The following reports relate to various articles which may be of interest to most of our clients.
F.A.Q's on Marine Surveys
How Do I Choose a Marine Surveyor?
Anyone can title him or herself as a Marine Surveyor and start a business. Certain marine surveyors are permitted to use a designation denoting membership in accrediting organizations that require members to meet strict professional, technical and ethical standards.
Surveyors should provide you with a professionally prepared report that can be accepted by your bank and/or insurance company. Talk with prospective surveyors and ask questions! What does the survey include and what type of reporting format is used? How much will the inspection cost? How long will the on-board inspection take?
A thorough inspection will not be rushed and will depend on the type of survey required based on vessel size, equipment and on-board systems. There may be additional services available such as engine surveys, oil analysis, galvanic and stray current corrosion testing, ultrasonic testing, moisture testing and other non-destructive tests. There may be additional charges for these and other services.
Well conducted surveys can provide good information on the vessels' condition, but they are not guarantees. The surveyor reports the condition in accessible areas only as it exists at the time of inspection.
Why Should You Have a Vessel Surveyed?
Most insurance companies and banks will require them on older vessels. They will need to know her condition and fair market value in order to finance and/or underwrite the vessel. Knowing her condition and fair market value before you purchase is also important. However, the most important reason to survey your vessel is for the safety of the passengers and crew.
What Type of Survey Do I Need?
Marine Surveys are performed for a number of reasons, and the procedures for each vary to best suit your needs:
This is the most comprehensive type of inspection, and is strongly advised when purchasing a new or used vessel. Condition and overall operation of the vessel should be examined. This covers structural integrity, electrical systems, the propulsion system, the fuel system, other machinery, navigation equipment, miscellaneous on-board systems, cosmetic appearance, electronics, and overall maintenance as well as an out-of-water inspection and a sea trial.
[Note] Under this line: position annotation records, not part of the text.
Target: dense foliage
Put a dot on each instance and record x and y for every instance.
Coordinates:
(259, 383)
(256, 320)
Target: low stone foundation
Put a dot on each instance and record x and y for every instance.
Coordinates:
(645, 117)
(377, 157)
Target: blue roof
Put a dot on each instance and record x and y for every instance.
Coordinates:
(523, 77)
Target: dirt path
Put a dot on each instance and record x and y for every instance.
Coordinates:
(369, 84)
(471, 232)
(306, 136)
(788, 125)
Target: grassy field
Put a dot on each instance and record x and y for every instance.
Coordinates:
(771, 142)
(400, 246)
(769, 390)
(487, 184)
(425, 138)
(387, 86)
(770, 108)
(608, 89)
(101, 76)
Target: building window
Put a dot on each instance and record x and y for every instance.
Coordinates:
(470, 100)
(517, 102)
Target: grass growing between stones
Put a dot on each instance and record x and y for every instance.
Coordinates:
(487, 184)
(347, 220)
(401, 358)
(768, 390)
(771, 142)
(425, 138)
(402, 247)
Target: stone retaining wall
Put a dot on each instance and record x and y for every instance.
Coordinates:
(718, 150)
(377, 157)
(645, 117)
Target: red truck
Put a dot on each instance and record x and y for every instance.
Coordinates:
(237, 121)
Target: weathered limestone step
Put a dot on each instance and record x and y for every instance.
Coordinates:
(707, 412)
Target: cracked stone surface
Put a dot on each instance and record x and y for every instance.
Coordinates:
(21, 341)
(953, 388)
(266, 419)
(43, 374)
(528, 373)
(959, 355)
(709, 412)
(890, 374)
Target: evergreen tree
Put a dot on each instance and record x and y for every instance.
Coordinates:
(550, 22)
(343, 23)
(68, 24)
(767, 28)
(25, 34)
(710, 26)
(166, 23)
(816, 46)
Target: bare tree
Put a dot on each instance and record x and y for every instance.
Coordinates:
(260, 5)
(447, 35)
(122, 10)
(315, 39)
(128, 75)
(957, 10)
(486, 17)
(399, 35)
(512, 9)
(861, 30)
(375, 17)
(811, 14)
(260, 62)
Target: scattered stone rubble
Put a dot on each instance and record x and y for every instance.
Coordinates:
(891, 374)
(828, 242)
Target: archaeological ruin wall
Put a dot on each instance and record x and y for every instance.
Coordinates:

This inspection is performed so that the insurance company can determine whether or not the vessel is an acceptable risk. They are interested in structural integrity and safety for its intended use. Most insurance companies require a survey on older boats. They will also want to know the vessel's fair market value.
This inspection is performed to gather enough information to justify or determine the fair market value of the vessel. This is normally needed for financing, estate settlements, donations and legal cases.
This is performed to assess the extent of damage, recommend repairs, estimate repair cost, and if requested, possible cause.
How Should I Prepare for a Marine Survey?
Time and additional expense can be saved by preparing the vessel for inspection and making her more accessible. Arrange to present a clean, shipshape boat, and have all papers and miscellaneous gear ready. If applicable, you will need to make arrangements with the marina to haul the vessel for bottom inspection, and retain a captain/skipper for sea trials. Lockers and cabin areas should be cleared of all miscellaneous gear.
The surveyor should never be asked to prepare a boat for inspection. The surveyor may request minor dismantling of interior ceilings, headliners, flooring, etc. in order to gain access to the suspected areas. Random removal and examination of below-the-waterline fasteners on wood boats may be required. Any dismantling and re-installation of parts should be performed by qualified personnel and is the responsibility of the person ordering the survey. Written authorization from the owner may be needed to board and/or to remove part of the vessel.